Fats to use and avoid in patients with kidney disease and diabetes:
The optimal amount of fats for DKD patients has not been defined yet. The general guidelines suggest that reduced intake of saturated fat and trans-fat contributes to a reduced risk of cardiovascular diseases.
In DKD (diabetic kidney disease) saturated fats are limited to <7% of total calories. In comparison to the quantity of fat, its quality has a greater effect. Poly-unsaturated fatty acids (PUFA’s) and Mono-unsaturated fatty acids (MUFA’s) are known to have a beneficial impact on the control of hypertension and dyslipidemia. In recent studies, it has been observed that higher dietary intake of PUFA’s lowers the incidence of End-Stage Renal Disease (ESRD).
Phosphorus and its impact on DKD:
Phosphorus is a mineral that is found in bones and teeth along with Calcium. With impaired renal function, the excretion rate of phosphorus is decreased which results in an increased amount of phosphorus in the blood.
Therefore, intake of foods with high phosphorus content must be reduced. Phosphorus intake for Diabetic kidney disease patients must be 800-1000mg/day, to prevent hyperphosphatemia. Foods with a High protein to phosphorus ratio should be restricted.
Some of the products with high phosphorus content include:
- Milk and milk products
- Soft drinks and other beverages
- Frozen and Canned products
- Processed food items.
Vegan diet consumption must be encouraged and plant protein should be preferred because only 50% of phosphorus is absorbed from vegetable sources.
Sodium and Other Minerals to use and avoid in patients with diabetic kidney disease:
Sodium restriction in Diabetic Kidney Disease (DKD) is similar to that of Chronic Kidney Disease (CKD), a low amount of sodium has been proved to be beneficial as it affects blood pressure, the efficiency of anti-hypertensive medication, and proteinuria.
Dietary sodium intake for DKD patients is 1,500-2,000 mg/day. Sodium restriction is categorized as:
- Mild restriction (1,500-2,000mg/day),
- Moderate (1,000-1,500 mg/day) and
- Extreme (<1,000mg/day)
according to the patient’s blood pressure.
Calcium intake should be <2000mg/day inclusive of supplements
Avoid drugs that may damage your kidneys:
It is the poisonous effect of some drugs or medications on kidney function. Patients with Diabetic Nephropathy must avoid nephrotoxic agents like Non-Steroidal Anti-Inflammatory Drugs (NSAIDs) and Cyclooxygenase 2 (COX-2) inhibitors. These drugs are known to cause a decreased glomerular filtration rate (GFR).
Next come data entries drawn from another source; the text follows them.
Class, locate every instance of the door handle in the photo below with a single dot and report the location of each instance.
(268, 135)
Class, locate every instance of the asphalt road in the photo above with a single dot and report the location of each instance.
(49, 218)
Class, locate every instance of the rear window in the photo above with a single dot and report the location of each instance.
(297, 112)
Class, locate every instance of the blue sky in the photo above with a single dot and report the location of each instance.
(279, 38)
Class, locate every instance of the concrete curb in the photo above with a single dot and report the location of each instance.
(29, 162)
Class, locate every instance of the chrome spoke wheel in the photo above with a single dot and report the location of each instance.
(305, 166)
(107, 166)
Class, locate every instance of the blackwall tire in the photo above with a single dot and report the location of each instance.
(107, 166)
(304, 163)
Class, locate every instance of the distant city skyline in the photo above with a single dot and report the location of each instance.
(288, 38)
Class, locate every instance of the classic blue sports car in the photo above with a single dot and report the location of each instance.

Dietary Guidelines for Diabetic Kidney Disease
- Proper glycemic control must be done in patients with DN. Hyperglycemia plays a key role in the development of diabetic nephropathy, glucose management within time can slow the progression of the disease.
- Small meals must be taken as compared to large meals to avoid increased blood sugar levels.
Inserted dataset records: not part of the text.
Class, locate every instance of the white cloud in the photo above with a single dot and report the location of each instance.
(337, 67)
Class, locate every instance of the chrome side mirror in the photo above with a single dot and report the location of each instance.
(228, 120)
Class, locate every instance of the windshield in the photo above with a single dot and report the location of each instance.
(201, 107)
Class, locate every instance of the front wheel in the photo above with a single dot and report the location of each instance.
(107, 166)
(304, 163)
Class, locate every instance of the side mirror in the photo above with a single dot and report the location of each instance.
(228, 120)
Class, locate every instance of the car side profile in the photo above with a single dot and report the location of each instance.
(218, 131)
- Meal plans should be carefully made by a Registered Dietitian so that carbohydrates, proteins, and fats are in the right proportions.
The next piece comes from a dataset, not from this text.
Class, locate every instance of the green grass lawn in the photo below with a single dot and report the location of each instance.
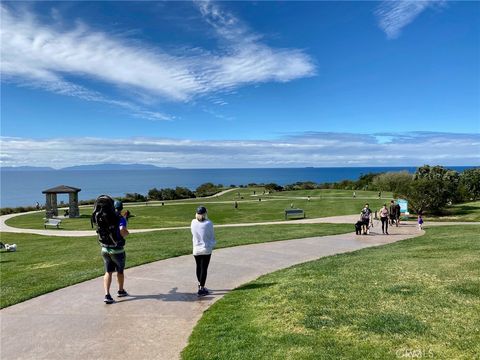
(43, 264)
(221, 211)
(459, 212)
(418, 298)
- Carbohydrate amounts should be kept constant in all meals to avoid an increase in blood sugar levels.
- Meals and Medication must be coordinated to avoid hyperglycemia and hypoglycemia.
- The amount of minerals must be carefully focused in every meal that is planned.
Dietary patterns for patients with Diabetic Kidney Disease to follow:
Diet therapy in patients with diabetic nephropathy plays a substantial role in delaying the progression of the disease. The food and nutrition-related knowledge of patients is often poor which leads to problematic management of disease and an increased risk of complications. A diabetic diet ensures the consumption of a healthy diet, whereas a Diabetic nephropathy diet is designed to slow down the progression of renal disease, hypertension, hyperlipidemia, and control of blood glucose levels along with careful monitoring of sodium and potassium levels.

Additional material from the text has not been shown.